Pesquisadores tentam desvendar segredo da fabricação da seda de aranha

A seda da aranha é conhecida como o mais resistente de todas, embora seja quase impossível ser replicada em laboratório
Foto: Bryce Vickmark/The New York Times

do New York Times e iG

Para alguns pesquisadores da seda, se as aranhas fossem vegetarianas sociáveis, o mundo poderia ser um lugar diferente.

Pois as aranhas são mestras na fabricação de seda na natureza e, ao longo de milhões de anos de evolução, desenvolveram habilidades que podem ser úteis para as pessoas – de mingau grudento com consistência de creme dental a cabos de tração fortes e elásticos.

“Não estamos falando apenas de um único tipo de material”, assegura Cheryl Hayashi, que estuda a genética evolucionária da seda da aranha na Universidade da Califórnia, campus de Riverside.

“Olhando-se a natureza, existem várias soluções prontas. Quer uma cola? Existe um tipo de seda que é uma cola.” Durante anos tem se falado da radiante promessa da seda da aranha: que um dia poderia ser usada para fazer cabos mais fortes do que os de aço, por exemplo, ou coletes à prova de bala mais eficientes do que os produzidos com Kevlar.

Todavia, existe um grande problema: as aranhas não conseguem produzir seda suficiente.
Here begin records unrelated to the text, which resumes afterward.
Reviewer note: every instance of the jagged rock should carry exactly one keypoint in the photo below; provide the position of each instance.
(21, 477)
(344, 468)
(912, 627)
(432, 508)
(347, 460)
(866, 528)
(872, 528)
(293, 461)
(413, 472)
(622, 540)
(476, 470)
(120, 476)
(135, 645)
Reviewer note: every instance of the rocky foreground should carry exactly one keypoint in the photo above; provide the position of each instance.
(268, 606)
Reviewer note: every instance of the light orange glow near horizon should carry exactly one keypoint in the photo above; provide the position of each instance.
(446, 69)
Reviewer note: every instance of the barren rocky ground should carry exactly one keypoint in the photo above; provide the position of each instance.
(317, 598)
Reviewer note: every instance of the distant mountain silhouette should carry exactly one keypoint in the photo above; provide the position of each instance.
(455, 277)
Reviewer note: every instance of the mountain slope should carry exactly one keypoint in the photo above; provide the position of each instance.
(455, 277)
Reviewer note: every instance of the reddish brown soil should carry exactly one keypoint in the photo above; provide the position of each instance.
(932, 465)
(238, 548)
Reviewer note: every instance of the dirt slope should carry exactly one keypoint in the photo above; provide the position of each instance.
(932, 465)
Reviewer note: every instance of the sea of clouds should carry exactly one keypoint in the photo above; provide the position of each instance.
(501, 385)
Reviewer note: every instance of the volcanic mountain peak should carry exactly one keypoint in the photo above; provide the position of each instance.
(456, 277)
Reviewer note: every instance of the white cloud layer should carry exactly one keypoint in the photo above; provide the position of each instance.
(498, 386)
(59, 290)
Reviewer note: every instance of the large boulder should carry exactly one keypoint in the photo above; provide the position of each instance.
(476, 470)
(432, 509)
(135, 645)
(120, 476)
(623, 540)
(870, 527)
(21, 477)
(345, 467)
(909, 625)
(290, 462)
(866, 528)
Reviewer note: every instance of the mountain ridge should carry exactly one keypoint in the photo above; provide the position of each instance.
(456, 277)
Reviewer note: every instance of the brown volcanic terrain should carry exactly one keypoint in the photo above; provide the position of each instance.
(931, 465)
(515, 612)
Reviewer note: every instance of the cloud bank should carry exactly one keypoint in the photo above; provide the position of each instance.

Embora uma aranha típica possa tecer cinco tipos diferentes de seda, ela não produz nenhum deles em grande volume. Obter quantidades comerciais é praticamente impossível – as aranhas são solitárias e exigem uma dieta de insetos vivos; algumas são canibais. Em outras palavras, criação de aranhas está fora de cogitação.

Foto: Bryce Vickmark/The New York Times

Um casulo de seda com um bicho da seda morto na Universidade Tufts, Massachusetts (EUA)

Os pesquisadores têm trabalhado para superar essa limitação fundamental tentando desvendar os segredos da capacidade de produção de seda pela aranha, para que o produto possa ser feito em laboratório ou pela transferência genética dessa habilidade para outros organismos que poderiam produzi-la em quantidade. Por ora, entretanto, os materiais criados não têm a mesma força e elasticidade, além de outras qualidades do produto real.

Alguns cientistas tentam driblar o problema da aranha buscando reinventar a seda que existe em grande volume, a produzida pelo bicho-da-seda. Eles a estão reconstituindo para produzir materiais que têm um potencial muito superior ao sonho dos coletes à prova de bala.Entre tais pesquisadores estão David Kaplan e outros da Universidade Tufts, cujas criações têm aplicação potencial em medicina e outros campos. “Este é um material que existe há cinco mil anos e foi usado em suturas todo esse tempo”, conta Kaplan. “E ainda existe um território inexplorado.” O grupo de Kaplan e colegas na Universidade de Illinois e na Universidade da Pensilvânia, por exemplo, produziu recentemente conjuntos de eletrodos impressos em películas de seda flexíveis e biodegradáveis. Tão finos que podem se ajustar perfeitamente ao contorno do cérebro, os conjuntos podem vir a ser usados um dia para tratar a epilepsia ou outros problemas, sem causar as cicatrizes produzidas por eletrodos maiores implantáveis.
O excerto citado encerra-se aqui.